"When a mail carrier works the same route for years, you become embedded in people's lives.You go to parties and to Eagle Scout ceremonies. You come to know people well when you deliver wedding gifts and condolence cards and birth notices. There are quick conversations with elderly customers who rarely speak with anyone else. There is the chance to casually spread the news of a lost dog or missing bike."
So says says Wendy Lopez-Swiatek, a 24-year veteran of the U.S. Postal Service in a column by Mark Hare that appears on New York's Democrat and Chronicle website.
Hare says, "But to the bottom-liners who run everything these days, price always trumps the human touch. So faced with what looks like $20 billion in losses forecast over the next few years, it's no surprise that the penny-pinchers, including new Postmaster General Patrick Donahoe, want to close more than 3,000 post offices, end Saturday delivery and lay off more than 100,000 of 560,000 postal workers. If it comes to making drastic changes, the actual cutting could go even deeper. No one knows right now."
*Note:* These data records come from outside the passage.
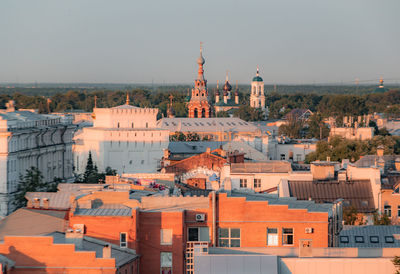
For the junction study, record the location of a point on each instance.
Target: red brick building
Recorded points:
(164, 229)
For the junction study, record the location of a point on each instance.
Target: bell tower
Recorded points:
(198, 106)
(257, 97)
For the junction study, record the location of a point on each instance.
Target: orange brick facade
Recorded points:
(253, 218)
(33, 254)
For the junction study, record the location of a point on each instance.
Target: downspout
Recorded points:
(214, 219)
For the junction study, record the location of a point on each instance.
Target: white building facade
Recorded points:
(28, 139)
(125, 138)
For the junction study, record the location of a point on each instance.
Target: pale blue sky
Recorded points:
(132, 41)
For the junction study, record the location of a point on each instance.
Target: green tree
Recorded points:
(32, 181)
(316, 127)
(91, 174)
(110, 171)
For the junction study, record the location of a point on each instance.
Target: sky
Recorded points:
(128, 41)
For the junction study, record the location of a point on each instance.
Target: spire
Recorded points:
(200, 62)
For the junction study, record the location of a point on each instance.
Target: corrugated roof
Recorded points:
(262, 167)
(193, 147)
(358, 193)
(373, 236)
(121, 255)
(105, 210)
(233, 124)
(57, 200)
(32, 222)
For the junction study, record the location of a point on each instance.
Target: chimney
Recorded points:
(107, 251)
(74, 237)
(36, 202)
(380, 150)
(46, 203)
(10, 106)
(397, 164)
(166, 153)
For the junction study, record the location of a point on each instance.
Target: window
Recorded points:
(196, 234)
(344, 239)
(166, 262)
(389, 239)
(229, 237)
(243, 183)
(272, 236)
(287, 236)
(123, 240)
(388, 210)
(374, 239)
(359, 239)
(166, 236)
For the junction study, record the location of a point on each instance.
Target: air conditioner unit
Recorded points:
(200, 217)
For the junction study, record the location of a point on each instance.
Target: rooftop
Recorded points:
(291, 202)
(121, 255)
(262, 167)
(372, 236)
(357, 193)
(206, 124)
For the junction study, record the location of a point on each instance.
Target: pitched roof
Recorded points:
(262, 167)
(357, 193)
(206, 124)
(20, 222)
(373, 236)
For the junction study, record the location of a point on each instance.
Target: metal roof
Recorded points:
(193, 147)
(291, 202)
(105, 210)
(25, 222)
(206, 124)
(121, 255)
(377, 236)
(357, 193)
(262, 167)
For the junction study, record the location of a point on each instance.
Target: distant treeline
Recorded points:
(327, 100)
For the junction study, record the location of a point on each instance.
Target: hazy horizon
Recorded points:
(124, 42)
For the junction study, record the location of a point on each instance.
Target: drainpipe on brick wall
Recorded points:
(214, 218)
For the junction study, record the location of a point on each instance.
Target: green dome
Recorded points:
(257, 79)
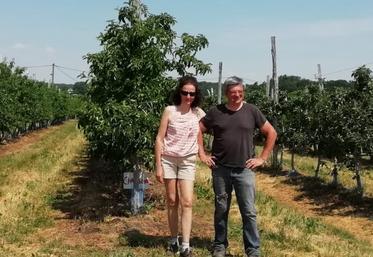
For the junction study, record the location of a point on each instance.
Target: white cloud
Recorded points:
(19, 46)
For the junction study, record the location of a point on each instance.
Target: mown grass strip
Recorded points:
(29, 176)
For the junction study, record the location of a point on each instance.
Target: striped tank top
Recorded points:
(182, 132)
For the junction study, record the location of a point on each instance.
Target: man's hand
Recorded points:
(255, 162)
(159, 175)
(208, 160)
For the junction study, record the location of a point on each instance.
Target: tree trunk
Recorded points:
(317, 171)
(359, 184)
(137, 194)
(292, 161)
(335, 173)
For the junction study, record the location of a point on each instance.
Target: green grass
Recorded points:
(29, 176)
(32, 180)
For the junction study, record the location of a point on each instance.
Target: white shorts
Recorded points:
(179, 167)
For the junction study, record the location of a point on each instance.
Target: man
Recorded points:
(233, 161)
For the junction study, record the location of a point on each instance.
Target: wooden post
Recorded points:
(219, 83)
(274, 69)
(319, 77)
(275, 162)
(268, 87)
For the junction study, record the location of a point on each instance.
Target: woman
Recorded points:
(178, 141)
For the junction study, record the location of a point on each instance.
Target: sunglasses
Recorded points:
(185, 93)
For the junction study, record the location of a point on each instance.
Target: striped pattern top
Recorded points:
(182, 132)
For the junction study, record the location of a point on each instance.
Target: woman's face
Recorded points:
(188, 93)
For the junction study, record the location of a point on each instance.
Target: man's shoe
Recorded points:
(186, 253)
(218, 253)
(174, 248)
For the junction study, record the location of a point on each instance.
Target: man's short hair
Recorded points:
(230, 81)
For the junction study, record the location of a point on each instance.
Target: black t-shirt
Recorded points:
(233, 133)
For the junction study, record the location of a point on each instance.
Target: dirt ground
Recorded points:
(90, 212)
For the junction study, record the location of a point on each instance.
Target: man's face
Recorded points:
(235, 94)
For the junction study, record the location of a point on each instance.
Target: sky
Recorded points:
(337, 34)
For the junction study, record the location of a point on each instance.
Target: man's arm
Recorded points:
(208, 160)
(270, 134)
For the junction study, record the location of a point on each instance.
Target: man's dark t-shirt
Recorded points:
(233, 133)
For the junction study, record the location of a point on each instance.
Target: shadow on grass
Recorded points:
(135, 238)
(326, 197)
(94, 192)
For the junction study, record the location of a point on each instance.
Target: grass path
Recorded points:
(54, 201)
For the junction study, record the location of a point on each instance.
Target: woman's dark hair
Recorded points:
(184, 81)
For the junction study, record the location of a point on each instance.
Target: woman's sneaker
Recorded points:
(186, 253)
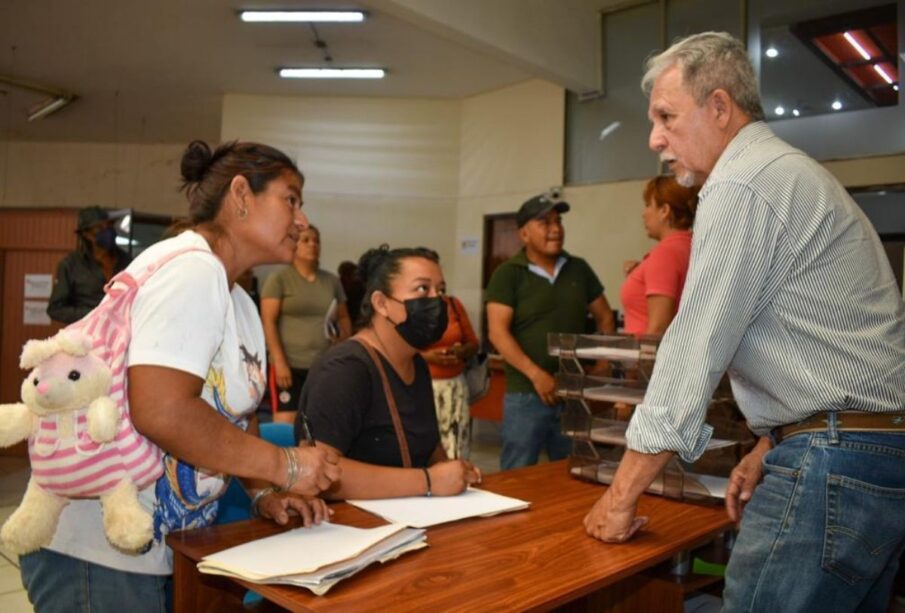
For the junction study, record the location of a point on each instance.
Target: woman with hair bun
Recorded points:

According to Hare, "But this fake postal crisis is a proxy battle being hyped by the same old government-is-always-bad crowd — another chance to sharply cut or eliminate a public service by privatizing what's already a cost-efficient, well-run program."
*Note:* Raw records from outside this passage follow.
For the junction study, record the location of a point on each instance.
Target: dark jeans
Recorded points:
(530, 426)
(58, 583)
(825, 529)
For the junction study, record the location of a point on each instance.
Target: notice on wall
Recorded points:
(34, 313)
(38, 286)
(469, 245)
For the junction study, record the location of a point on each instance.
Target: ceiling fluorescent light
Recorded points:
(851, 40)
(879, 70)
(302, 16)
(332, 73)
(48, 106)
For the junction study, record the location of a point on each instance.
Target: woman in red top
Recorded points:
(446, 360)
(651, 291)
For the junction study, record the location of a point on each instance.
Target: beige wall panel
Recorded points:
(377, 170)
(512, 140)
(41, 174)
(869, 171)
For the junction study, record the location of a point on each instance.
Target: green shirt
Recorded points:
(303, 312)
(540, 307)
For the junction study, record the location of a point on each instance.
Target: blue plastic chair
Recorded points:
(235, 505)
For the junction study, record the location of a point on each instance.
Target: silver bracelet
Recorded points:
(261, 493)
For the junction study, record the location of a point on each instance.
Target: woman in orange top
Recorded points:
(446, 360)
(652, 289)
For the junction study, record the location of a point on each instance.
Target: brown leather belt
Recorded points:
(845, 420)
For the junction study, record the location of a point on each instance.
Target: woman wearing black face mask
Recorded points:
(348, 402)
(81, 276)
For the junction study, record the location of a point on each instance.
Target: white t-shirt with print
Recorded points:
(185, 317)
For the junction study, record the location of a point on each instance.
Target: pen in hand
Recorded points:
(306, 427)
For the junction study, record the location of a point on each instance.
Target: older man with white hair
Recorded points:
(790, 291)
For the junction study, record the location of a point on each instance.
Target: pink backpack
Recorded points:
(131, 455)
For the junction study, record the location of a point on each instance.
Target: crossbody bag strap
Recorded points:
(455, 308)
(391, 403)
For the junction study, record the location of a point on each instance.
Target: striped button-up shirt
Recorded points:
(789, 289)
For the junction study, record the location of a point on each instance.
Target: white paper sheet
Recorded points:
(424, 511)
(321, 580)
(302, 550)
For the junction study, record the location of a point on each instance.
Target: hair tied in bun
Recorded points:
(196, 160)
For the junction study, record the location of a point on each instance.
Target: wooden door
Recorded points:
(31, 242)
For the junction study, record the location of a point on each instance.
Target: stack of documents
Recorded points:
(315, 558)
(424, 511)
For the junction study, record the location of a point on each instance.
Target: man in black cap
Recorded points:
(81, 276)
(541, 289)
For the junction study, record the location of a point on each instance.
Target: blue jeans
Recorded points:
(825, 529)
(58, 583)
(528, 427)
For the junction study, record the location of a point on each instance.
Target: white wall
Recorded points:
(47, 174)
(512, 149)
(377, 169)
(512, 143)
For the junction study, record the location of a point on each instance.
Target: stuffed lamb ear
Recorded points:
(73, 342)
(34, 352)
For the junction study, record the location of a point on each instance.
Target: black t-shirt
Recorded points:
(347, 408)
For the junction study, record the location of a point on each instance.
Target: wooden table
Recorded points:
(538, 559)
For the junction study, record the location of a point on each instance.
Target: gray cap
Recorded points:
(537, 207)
Ken Montgomery, president of the Branch 210 of the National Association of Letter Carriers responds, "The Postal Service is the richest broke company you'll ever see. The Postal Service has been a quasi-independent organization for 30 years, providing universal mail service at some of the lowest rates in the world without a single tax dollar of support. It doesn't need fixing."
Lopez-Swiatek points out, "We go to every address in America, every day — for 44 cents. Nobody else can do that, and still make a profit. Why would you mess with such success?"